O senhor afasta a possibilidade de que tenha sido um membro da Lava-Jato que tenha vazado?
Completamente, por causa do contexto em que já houve menções nesse sentido, de que o hacker se passou, dentro de grupos, não só do MP, mas também do Conselho Nacional do Ministério Público, por pessoas que faziam parte dele, e começou a tentar coletar evidências, e participou, construiu diálogos e, eventualmente, quando foi notado, restou a evidência de que alguém se infiltrou ali de maneira absolutamente ilícita. Não há nenhuma possibilidade de isso ter sido feito fora desse contexto criminoso que precisa do repúdio de todos.
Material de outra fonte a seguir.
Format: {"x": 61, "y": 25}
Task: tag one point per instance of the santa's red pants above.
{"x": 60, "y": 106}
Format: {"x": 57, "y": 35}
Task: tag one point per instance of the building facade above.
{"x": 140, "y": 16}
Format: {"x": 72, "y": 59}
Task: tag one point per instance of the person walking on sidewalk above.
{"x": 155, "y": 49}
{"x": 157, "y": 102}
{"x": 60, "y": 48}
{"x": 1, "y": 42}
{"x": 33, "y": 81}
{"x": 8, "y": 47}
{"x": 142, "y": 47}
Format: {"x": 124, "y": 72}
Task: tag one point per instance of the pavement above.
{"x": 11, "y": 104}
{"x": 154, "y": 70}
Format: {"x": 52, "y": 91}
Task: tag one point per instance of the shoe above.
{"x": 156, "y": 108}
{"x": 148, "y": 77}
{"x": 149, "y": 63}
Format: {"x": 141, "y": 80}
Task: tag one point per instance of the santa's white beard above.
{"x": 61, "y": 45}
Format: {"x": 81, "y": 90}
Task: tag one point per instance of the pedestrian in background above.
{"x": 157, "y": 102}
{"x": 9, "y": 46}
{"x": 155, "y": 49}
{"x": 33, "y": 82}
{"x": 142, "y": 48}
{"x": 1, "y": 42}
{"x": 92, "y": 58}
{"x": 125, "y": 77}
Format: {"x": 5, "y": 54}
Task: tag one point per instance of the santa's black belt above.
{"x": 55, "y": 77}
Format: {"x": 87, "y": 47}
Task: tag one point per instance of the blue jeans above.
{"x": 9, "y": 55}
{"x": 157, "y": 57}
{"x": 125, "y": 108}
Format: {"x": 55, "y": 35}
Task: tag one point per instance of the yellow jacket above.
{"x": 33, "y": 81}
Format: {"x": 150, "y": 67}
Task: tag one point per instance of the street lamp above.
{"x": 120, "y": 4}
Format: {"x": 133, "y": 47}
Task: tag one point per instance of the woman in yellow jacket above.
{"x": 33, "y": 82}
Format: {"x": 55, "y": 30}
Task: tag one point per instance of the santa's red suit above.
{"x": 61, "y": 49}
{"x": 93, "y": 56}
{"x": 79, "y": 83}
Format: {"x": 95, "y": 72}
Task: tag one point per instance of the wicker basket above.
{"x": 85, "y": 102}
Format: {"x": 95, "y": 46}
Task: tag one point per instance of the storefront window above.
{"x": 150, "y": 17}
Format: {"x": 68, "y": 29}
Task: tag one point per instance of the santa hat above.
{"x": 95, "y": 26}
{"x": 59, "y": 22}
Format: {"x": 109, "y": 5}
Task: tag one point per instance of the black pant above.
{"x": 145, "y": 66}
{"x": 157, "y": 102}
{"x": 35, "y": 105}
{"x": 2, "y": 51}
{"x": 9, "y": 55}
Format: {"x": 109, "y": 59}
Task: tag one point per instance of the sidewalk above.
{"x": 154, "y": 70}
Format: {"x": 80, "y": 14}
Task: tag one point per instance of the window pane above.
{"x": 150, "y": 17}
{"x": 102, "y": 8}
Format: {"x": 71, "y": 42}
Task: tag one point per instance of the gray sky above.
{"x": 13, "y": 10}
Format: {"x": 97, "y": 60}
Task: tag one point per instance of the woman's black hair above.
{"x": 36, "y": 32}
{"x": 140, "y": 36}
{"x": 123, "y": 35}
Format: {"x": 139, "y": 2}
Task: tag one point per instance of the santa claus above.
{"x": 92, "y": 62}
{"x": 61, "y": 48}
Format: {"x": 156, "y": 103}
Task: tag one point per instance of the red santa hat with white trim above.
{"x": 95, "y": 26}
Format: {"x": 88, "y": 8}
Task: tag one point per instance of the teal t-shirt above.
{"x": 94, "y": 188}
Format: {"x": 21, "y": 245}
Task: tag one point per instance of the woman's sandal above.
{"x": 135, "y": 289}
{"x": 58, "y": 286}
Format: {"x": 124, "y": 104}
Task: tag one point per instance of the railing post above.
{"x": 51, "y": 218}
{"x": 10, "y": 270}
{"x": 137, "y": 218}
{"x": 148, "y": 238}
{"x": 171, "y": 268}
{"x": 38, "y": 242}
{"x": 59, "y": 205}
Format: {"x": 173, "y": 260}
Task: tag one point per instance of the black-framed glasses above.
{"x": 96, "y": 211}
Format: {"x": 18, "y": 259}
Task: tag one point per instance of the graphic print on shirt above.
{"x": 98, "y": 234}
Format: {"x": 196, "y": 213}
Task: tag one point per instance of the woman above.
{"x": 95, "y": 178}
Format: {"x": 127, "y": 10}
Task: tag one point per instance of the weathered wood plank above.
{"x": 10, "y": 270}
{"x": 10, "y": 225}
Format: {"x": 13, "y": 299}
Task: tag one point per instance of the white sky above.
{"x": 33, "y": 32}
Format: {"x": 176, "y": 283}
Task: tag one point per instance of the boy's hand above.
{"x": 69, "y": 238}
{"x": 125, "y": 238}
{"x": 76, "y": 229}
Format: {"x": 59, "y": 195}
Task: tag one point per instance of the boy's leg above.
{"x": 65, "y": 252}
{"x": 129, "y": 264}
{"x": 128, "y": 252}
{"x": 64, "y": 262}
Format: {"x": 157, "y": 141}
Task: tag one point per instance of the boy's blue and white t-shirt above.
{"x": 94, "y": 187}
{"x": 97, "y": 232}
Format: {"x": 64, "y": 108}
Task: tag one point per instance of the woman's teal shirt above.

Qual é o efeito disso tudo para a Operação Lava-Jato? De que tamanho ela sai?
Há 23 anos, desde que entrei no MP, atuo nessa área (combate à corrupção). Vi uma imprensa mais livre, que divulga e contesta, vi a sociedade civil despertar, deixar a apatia de lado e se envolver pessoalmente com tudo o que a Lava-Jato representa. A corrupção é o problema mais grave do país, mas temos segurança, saúde e educação deficientes. Chegamos a um ciclo virtuoso com resultados visíveis, coisa impensável quando comecei aqui. Temos partes importantes cumprindo pena e sendo processadas… A Lava-Jato é a maior operação de combate à corrupção do mundo. Os números assustam. É um processo sem volta, o Brasil melhorou muito.

Um envolvido é ministro da Justiça. Isso não quebra a isonomia da Polícia Federal?
A PF tem dado provas de isenção, até com abertura de investigação contra o presidente da República. Vai cumprir seu papel, independentemente dos investigados.

Voltando à questão da lista e da Raquel Dodge, um observador mais atento poderia dizer que ela acabou desgastada e não foi indicada por ter sido contra os benefícios dos procuradores e pela questão do fundo da Lava-Jato…
O fundo seria gerido coletivamente, o Ministério Público teria apenas um assento nesse colegiado.

Mas a iniciativa foi do MP. Raquel Dodge fez movimentos fora da corporação. O senhor falou que a lista não é corporativista. Mas a categoria fez movimentos contra ela, a ponto de ela nem disputar a recondução.
Temos um mecanismo no nosso país. Nos últimos anos, recursos bilionários foram revertidos para pagamento de juros. Ou seja, não voltaram para a sociedade. O fundo em questão era apenas a tentativa de um novo mecanismo, algo que voltasse para a população. O Congresso até começou a discutir uma coisa semelhante, mais generalizada, um lugar ali para colocar o dinheiro da corrupção. Mas depois essa discussão acabou. É importante que valores bilionários, ao ser carreados, não sirvam para o pagamento de dívidas.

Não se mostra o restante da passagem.